A new study sponsored by the Computing Technology Industry Association (CompTIA) has found that most SMB’s don’t trust the security in current VoIP solutions. The feeling of insecurity isn’t going to last too long though; the study also found that the lure of VoIP is likely to reel in plenty of SMB customers over the next 18 months.
The CompTIA study, conducted by IDC, surveyed 300 U.S. businesses in the SMB category (20–500 employees). Only 48 percent of respondents indicated they trust current VoIP security, in stark contrast to the 76 percent who said they trusted security in traditional telephony. The perception of the lack of security with VoIP is, however, likely to change, according to survey respondents, with 31 percent reporting that they will have greater confidence in VoIP security in the next 12 months.
“Though we did not ask respondents to explain why they expect to have greater confidence, we suspect that their confidence will increase as they grow more comfortable with the technology,” CompTIA spokesperson Steven Ostrowski said. “Clearly the message for manufacturers, VARs, and solution providers is that if you are going in to sell a new telephony system, you will have to make the sale across many areas, including security.”
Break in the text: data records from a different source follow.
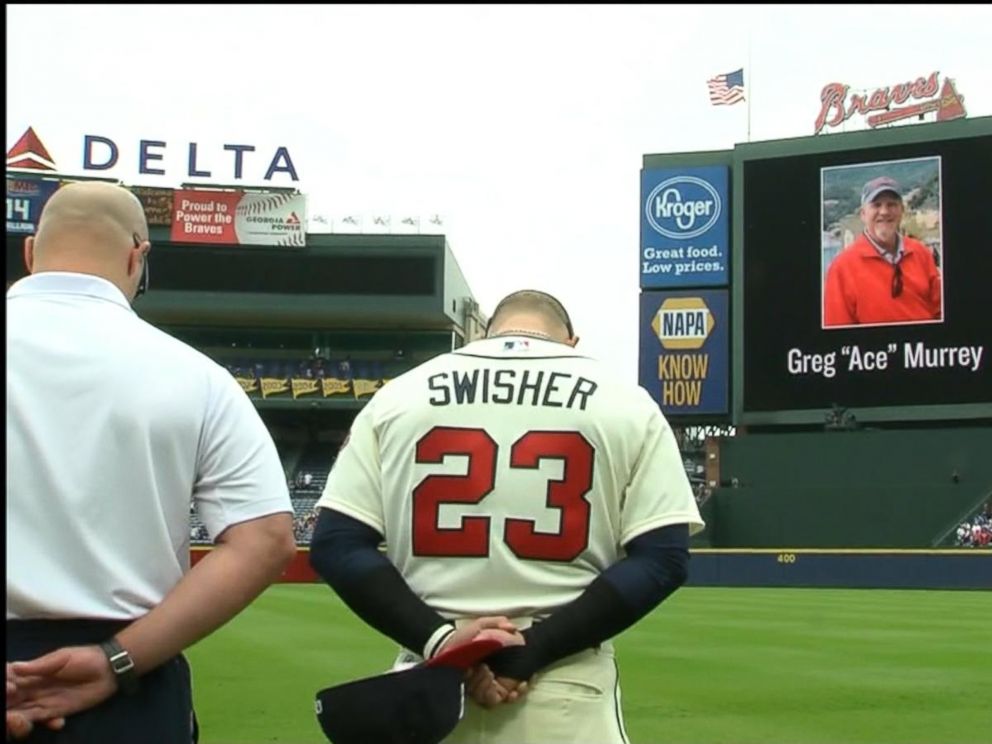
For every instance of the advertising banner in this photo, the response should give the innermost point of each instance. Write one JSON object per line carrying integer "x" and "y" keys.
{"x": 684, "y": 344}
{"x": 685, "y": 227}
{"x": 238, "y": 218}
{"x": 26, "y": 197}
{"x": 156, "y": 202}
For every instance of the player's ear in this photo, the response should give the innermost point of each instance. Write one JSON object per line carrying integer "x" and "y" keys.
{"x": 29, "y": 252}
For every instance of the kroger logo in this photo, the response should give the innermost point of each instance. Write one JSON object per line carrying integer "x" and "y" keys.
{"x": 683, "y": 207}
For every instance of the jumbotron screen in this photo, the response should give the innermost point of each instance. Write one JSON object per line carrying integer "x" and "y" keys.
{"x": 868, "y": 277}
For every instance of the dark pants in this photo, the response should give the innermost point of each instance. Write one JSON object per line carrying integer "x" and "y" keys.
{"x": 161, "y": 712}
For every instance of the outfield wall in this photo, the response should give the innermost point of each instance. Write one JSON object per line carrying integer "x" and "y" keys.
{"x": 887, "y": 489}
{"x": 849, "y": 569}
{"x": 852, "y": 569}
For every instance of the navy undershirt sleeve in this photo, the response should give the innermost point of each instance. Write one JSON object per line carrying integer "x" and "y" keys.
{"x": 656, "y": 565}
{"x": 345, "y": 553}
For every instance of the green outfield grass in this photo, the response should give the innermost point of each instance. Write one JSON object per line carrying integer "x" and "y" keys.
{"x": 710, "y": 666}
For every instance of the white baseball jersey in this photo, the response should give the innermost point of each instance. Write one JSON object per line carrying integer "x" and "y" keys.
{"x": 506, "y": 475}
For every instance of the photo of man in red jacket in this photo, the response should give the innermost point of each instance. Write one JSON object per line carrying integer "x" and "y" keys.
{"x": 884, "y": 276}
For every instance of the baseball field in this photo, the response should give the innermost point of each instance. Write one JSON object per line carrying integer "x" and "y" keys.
{"x": 710, "y": 666}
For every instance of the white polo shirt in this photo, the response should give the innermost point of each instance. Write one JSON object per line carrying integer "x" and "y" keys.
{"x": 112, "y": 426}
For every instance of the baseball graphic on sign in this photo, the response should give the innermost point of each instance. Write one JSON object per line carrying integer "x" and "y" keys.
{"x": 270, "y": 219}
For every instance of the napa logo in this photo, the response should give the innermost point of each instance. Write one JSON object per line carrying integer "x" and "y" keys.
{"x": 683, "y": 207}
{"x": 683, "y": 323}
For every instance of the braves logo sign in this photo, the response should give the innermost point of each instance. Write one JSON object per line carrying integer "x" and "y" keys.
{"x": 835, "y": 107}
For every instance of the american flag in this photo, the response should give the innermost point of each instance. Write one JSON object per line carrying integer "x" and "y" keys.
{"x": 726, "y": 90}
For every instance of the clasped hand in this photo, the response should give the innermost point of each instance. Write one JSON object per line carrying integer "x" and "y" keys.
{"x": 484, "y": 687}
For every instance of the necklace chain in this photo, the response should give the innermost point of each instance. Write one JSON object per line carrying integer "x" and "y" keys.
{"x": 522, "y": 332}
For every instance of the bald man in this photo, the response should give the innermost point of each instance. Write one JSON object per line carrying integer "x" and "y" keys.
{"x": 112, "y": 428}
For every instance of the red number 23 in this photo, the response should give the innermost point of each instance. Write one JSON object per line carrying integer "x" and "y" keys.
{"x": 472, "y": 537}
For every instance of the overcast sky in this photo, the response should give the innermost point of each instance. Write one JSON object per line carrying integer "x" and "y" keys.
{"x": 523, "y": 127}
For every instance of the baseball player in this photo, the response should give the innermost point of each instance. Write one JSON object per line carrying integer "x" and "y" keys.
{"x": 513, "y": 478}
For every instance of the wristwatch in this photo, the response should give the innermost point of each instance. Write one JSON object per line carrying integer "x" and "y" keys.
{"x": 122, "y": 666}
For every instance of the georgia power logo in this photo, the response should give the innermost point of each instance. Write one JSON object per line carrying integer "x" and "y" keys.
{"x": 683, "y": 207}
{"x": 683, "y": 323}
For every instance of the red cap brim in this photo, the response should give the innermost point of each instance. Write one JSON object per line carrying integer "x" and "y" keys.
{"x": 466, "y": 655}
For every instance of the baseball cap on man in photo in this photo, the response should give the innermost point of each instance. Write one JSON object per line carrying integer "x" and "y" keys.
{"x": 877, "y": 186}
{"x": 420, "y": 705}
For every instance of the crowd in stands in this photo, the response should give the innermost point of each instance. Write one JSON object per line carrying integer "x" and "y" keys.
{"x": 977, "y": 531}
{"x": 317, "y": 368}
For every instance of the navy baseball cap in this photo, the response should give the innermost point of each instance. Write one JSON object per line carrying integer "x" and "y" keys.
{"x": 420, "y": 705}
{"x": 877, "y": 186}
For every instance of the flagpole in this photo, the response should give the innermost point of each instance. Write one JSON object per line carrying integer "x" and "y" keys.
{"x": 750, "y": 85}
Service disruptions on voice and data networks are a particularly costly problem for SMBs; 60 percent reported that they had some kind of voice or data communication delay at least monthly. Those delays lead to some form of material impact on business for 70 percent of respondents, with 28 percent indicating that they lost business as a result.
Despite the potential pitfalls of IP telephony, 40 percent of respondents are currently evaluating converged network solutions, or plan to within the next 18 months. Eighteen percent are either currently deploying or plan to deploy a converged solution within the next 18 months.